Pubblico: Tutti. Contenuti: --- (ACEPRENSA)

Kick-Ass

9/4/2011. Regista: Matthew Vaughn. Sceneggiatura: Jane Goldman, Matthew Vaughn. Interpreti: Aaron Johnson, Garrett M. Brown, Clark Duke, Evan Peters, Deborah Twiss. 117 min. GB, USA. 2010. Adulti. (VXD)

Matthew Vaughn (Londra, 1971), al suo terzo film, torna al tono crudo e decisamente violento dell'esordio: The Pusher. Vaughn, che ha cominciato da produttore dei film di Guy Ritchie, come Lock & Stock e Snatch: lo strappo, adatta un fumetto scritto da Mark Millar e John Romita Jr., due autori capaci di imbrattare l'universo Marvel con un assortimento di sesso, violenza e dialoghi da bassofondo.



Ciò che può sembrare, inizialmente, una chiassosa e oscena critica al genere di film dedicato ai super-eroi, cui è sensibile il cinema attuale, è un'ulteriore prova di depravazione. La protagonista è una ragazza di 11 anni che uccide la gente e vomita scurrilità, tirata su da un padre a sua volta tarato. Una macedonia di carenza di intelligenza, un film per adolescenti pervertiti, che include il peggio dei film di Tarantino e dei fumetti deliranti di cultura underground. Alberto Fijo. ACEPRENSA.

Pubblico: Adulti. Contenuti: V, X, D (ACEPRENSA)

I ragazzi stanno bene

9/4/2011. Regista: Lisa Cholodenko . Sceneggiatura: Lisa Cholodenko, Stuart Blumberg. Interpreti: Annette Bening, Julianne Moore, Mia Wasikowska, Mark Ruffalo, Josh Hutcherson.104 min. USA. 2010. Adulti. (XD)
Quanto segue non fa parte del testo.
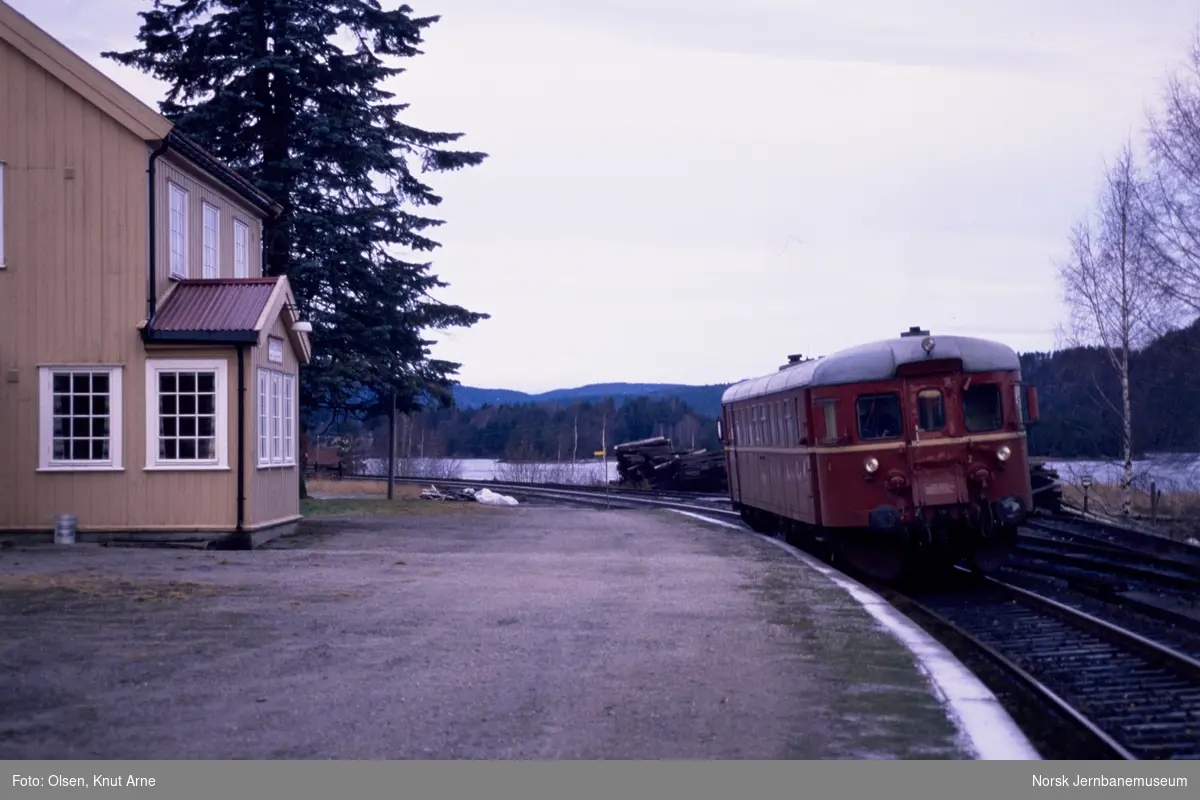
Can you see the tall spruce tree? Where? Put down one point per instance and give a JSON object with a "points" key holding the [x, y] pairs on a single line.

Ci sono momenti in cui non riesco a giudicare credibile quello che stanno cercando di raccontarmi. Come puntualmente mi è accaduto con I ragazzi stanno bene: un film impresentabile, a prescindere dal fatto che non si distingua per qualcosa di speciale, né per il montaggio, né per la colonna sonora o per il ritmo. Ha due grandi attrici, sì, ma anche loro incapaci di reggere un film che non si allontana molto da uno spettacolo di tv-movie di una certa consistenza. Ed anche se sono due grandi interpreti, non riescono a far credere di costituire una stabile e felice matrimonio lesbico. Né la loro radicalità e mancanza di inibizione nel trattamento del sesso, né il buonismo del donatore di seme (per la fecondazione), e la sua rapida integrazione in famiglia, con accettazione immediata da parte dei figli adolescenti, favoriscono l'idea che questo sia un modello di famiglia normale: è così essemplare, da risultare semplicemente irreale.
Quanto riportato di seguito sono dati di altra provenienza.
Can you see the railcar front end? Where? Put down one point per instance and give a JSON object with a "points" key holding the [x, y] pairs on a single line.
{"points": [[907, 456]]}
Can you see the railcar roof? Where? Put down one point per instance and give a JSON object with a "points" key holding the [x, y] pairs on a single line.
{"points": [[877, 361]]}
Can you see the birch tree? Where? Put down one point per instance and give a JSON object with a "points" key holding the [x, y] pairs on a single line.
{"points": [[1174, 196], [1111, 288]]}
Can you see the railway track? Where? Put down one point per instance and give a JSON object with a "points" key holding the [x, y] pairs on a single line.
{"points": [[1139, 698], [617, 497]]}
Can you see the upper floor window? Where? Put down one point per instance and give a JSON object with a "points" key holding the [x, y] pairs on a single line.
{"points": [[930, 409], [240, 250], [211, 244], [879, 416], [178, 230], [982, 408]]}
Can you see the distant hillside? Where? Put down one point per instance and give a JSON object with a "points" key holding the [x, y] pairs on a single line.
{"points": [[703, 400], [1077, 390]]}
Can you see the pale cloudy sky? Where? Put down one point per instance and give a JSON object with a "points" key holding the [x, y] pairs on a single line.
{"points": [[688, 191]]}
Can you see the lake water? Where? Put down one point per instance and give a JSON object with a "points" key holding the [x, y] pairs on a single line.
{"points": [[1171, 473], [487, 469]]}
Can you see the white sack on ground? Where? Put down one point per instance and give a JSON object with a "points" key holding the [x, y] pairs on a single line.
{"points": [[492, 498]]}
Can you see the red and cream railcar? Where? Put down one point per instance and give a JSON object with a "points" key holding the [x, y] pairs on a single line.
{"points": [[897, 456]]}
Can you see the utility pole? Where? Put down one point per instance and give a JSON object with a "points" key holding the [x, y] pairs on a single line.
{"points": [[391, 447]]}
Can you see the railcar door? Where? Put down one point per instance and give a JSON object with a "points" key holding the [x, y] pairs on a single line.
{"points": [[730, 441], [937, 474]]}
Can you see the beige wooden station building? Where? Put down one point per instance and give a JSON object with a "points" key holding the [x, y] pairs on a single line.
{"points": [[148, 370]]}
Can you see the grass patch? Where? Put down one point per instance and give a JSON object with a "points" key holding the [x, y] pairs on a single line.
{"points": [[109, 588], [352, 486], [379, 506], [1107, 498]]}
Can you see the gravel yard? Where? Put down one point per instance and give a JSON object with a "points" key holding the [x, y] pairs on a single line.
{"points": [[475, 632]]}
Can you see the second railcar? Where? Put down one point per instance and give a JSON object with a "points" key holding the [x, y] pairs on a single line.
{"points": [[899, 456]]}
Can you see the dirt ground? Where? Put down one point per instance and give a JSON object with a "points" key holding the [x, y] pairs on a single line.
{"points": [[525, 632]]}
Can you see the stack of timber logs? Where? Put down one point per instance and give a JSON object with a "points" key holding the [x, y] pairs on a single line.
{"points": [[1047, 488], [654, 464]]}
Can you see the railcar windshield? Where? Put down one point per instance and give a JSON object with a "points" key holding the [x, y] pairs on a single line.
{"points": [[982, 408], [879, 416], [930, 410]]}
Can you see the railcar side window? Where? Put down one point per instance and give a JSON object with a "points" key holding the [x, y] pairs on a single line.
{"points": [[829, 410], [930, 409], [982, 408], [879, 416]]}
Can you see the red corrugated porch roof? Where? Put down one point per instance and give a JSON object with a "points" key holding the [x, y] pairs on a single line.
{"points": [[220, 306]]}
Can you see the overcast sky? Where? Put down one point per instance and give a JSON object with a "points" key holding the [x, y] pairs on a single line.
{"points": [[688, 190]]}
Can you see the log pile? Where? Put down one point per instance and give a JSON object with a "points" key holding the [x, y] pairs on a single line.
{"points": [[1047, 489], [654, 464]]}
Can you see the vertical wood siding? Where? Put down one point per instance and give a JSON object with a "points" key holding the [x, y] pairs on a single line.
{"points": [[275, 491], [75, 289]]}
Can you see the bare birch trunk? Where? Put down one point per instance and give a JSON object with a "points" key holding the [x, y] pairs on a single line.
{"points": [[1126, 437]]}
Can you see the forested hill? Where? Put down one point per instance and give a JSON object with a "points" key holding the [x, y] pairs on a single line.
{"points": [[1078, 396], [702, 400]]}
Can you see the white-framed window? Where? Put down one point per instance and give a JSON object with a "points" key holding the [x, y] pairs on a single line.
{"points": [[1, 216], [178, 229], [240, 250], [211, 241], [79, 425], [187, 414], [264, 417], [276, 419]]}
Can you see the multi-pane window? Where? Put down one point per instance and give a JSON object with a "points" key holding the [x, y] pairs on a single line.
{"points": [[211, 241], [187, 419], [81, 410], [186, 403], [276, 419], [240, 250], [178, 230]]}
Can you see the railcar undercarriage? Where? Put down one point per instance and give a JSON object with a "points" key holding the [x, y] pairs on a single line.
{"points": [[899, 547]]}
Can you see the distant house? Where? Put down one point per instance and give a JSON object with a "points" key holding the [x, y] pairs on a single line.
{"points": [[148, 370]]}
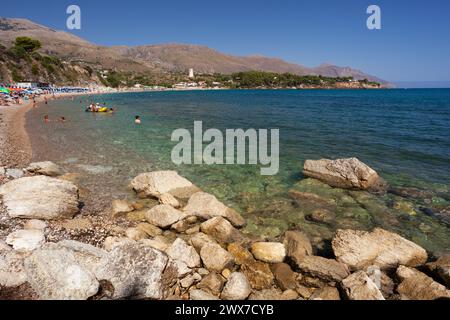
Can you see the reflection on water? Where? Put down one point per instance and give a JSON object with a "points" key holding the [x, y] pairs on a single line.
{"points": [[400, 133]]}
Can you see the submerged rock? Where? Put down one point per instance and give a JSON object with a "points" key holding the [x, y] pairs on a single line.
{"points": [[326, 293], [267, 294], [26, 240], [149, 229], [121, 207], [359, 286], [212, 283], [441, 268], [322, 216], [14, 173], [46, 168], [360, 249], [285, 278], [35, 225], [258, 273], [272, 252], [200, 239], [236, 288], [297, 246], [157, 183], [206, 206], [135, 234], [415, 285], [40, 197], [163, 216], [311, 198], [221, 230], [216, 258], [169, 199], [201, 295], [324, 269], [344, 173], [12, 272], [180, 250]]}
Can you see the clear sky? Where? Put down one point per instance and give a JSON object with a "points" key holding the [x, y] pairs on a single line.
{"points": [[413, 44]]}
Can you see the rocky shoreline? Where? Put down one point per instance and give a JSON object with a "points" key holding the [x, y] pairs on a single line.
{"points": [[177, 242]]}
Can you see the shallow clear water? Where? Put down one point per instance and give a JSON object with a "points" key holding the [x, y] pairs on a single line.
{"points": [[403, 134]]}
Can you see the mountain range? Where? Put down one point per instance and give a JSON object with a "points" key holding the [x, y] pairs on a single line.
{"points": [[157, 59]]}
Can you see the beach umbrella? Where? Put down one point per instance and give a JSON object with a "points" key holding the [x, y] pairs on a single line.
{"points": [[4, 90]]}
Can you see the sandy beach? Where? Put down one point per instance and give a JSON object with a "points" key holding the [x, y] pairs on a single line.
{"points": [[14, 143]]}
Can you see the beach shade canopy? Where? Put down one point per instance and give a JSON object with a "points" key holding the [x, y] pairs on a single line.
{"points": [[4, 90]]}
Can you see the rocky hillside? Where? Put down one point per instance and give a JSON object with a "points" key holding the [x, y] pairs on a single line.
{"points": [[179, 57], [156, 60]]}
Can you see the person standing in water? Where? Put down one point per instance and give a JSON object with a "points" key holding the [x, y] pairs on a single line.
{"points": [[137, 120]]}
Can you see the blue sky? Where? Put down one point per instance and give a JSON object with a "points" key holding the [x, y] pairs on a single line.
{"points": [[413, 44]]}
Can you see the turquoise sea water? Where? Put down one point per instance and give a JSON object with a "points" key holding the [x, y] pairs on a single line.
{"points": [[403, 134]]}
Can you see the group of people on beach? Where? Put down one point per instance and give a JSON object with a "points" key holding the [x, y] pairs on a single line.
{"points": [[61, 119]]}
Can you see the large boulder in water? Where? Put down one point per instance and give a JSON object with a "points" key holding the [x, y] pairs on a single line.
{"points": [[40, 197], [344, 173], [46, 168], [157, 183], [361, 249]]}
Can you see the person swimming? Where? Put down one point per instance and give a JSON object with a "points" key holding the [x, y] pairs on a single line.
{"points": [[137, 120]]}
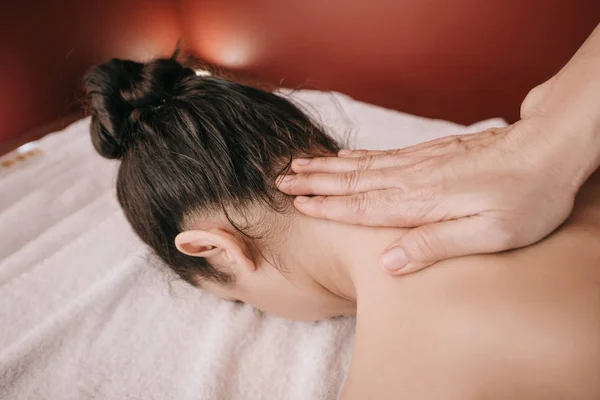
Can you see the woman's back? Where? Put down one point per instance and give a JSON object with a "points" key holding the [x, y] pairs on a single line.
{"points": [[522, 324]]}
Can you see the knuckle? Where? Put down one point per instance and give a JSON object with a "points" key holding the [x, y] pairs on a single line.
{"points": [[458, 143], [349, 180], [506, 234], [364, 162], [358, 204]]}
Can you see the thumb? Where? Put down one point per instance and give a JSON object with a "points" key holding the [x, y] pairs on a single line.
{"points": [[427, 244]]}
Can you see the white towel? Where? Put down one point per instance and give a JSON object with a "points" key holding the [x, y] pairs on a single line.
{"points": [[87, 313]]}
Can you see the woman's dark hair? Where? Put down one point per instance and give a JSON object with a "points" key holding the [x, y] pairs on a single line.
{"points": [[191, 144]]}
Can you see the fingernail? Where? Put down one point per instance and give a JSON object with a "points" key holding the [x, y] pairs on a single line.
{"points": [[394, 259]]}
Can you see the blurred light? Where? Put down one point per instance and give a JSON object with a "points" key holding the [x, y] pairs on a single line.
{"points": [[27, 147]]}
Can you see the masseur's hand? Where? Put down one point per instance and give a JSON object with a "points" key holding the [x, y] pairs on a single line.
{"points": [[481, 193]]}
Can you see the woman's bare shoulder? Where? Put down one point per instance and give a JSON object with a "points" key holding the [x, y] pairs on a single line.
{"points": [[522, 324]]}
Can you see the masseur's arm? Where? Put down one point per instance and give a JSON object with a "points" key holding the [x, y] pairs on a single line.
{"points": [[487, 192]]}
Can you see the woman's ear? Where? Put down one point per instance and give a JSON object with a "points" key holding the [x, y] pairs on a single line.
{"points": [[217, 246]]}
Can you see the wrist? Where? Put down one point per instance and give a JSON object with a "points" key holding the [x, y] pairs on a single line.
{"points": [[566, 146]]}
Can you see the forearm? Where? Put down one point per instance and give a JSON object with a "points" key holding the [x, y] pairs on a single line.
{"points": [[565, 115]]}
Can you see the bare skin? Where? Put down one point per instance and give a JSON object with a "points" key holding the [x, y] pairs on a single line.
{"points": [[521, 324], [475, 194]]}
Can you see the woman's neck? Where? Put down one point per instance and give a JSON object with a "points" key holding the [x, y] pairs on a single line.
{"points": [[341, 258]]}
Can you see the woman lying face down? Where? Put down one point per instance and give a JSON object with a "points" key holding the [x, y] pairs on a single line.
{"points": [[199, 160]]}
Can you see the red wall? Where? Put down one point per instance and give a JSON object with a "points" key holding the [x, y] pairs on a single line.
{"points": [[461, 60], [48, 45]]}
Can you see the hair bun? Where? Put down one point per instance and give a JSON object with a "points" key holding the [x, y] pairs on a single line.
{"points": [[118, 87]]}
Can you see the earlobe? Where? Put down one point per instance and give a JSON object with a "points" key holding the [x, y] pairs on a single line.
{"points": [[217, 245], [195, 244]]}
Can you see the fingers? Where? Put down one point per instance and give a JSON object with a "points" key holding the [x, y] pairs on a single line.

Ma il grado di incredulità infrange ogni limite, quando un impossibile affare di donne, si conclude con un discorso che inneggia alla fedeltà coniugale: siamo tutte brave persone e qui non è successo niente di sconveniente. Perfino se, invece di una coppia di lesbiche, gli interpreti fossero un uomo e una donna, risulterebbe una storia ancora zeppa di luoghi comuni.
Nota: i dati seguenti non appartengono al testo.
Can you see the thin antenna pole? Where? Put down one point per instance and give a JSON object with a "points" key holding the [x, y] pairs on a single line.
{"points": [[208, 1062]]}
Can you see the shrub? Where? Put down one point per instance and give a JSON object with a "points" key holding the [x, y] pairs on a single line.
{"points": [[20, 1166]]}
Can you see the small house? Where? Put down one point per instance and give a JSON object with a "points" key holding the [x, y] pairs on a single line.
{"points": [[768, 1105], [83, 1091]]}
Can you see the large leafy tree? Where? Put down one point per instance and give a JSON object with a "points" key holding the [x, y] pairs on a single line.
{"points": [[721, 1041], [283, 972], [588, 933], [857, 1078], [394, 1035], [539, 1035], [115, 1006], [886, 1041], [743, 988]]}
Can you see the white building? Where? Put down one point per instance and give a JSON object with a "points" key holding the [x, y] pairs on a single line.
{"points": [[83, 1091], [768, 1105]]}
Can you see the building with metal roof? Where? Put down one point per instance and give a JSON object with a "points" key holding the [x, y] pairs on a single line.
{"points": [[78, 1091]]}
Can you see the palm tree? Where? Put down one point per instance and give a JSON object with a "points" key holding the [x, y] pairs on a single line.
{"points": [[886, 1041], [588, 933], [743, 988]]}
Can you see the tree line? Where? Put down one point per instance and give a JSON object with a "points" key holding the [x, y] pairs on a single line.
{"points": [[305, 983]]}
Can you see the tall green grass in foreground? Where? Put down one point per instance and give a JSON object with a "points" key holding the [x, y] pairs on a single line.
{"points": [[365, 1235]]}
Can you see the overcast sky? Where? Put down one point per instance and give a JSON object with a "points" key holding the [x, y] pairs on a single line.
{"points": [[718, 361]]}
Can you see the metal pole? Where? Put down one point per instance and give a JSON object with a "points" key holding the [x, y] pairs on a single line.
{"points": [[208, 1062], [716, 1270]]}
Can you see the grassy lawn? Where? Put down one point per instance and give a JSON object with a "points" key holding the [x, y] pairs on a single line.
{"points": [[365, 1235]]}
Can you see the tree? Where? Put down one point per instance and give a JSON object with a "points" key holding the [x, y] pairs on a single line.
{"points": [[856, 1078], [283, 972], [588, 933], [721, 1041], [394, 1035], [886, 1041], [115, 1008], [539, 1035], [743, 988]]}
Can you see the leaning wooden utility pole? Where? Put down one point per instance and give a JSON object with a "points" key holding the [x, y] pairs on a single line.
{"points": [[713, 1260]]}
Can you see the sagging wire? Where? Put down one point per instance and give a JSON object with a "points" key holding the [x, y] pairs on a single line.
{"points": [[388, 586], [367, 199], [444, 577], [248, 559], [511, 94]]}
Leggo che la californiana Linda Cholodenko, che ha diretto il film, è lesbica e madre, per inseminazione artificiale. Da cui deduco la finalità didattica della sua comunicazione cinematografica e l'impegno ideologico di gran parte dei dialoghi. In realtà, ho capito quasi tutto, tranne una cosa: la nomination agli Oscar. Ana Sánchez de la Nieta. ACEPRENSA.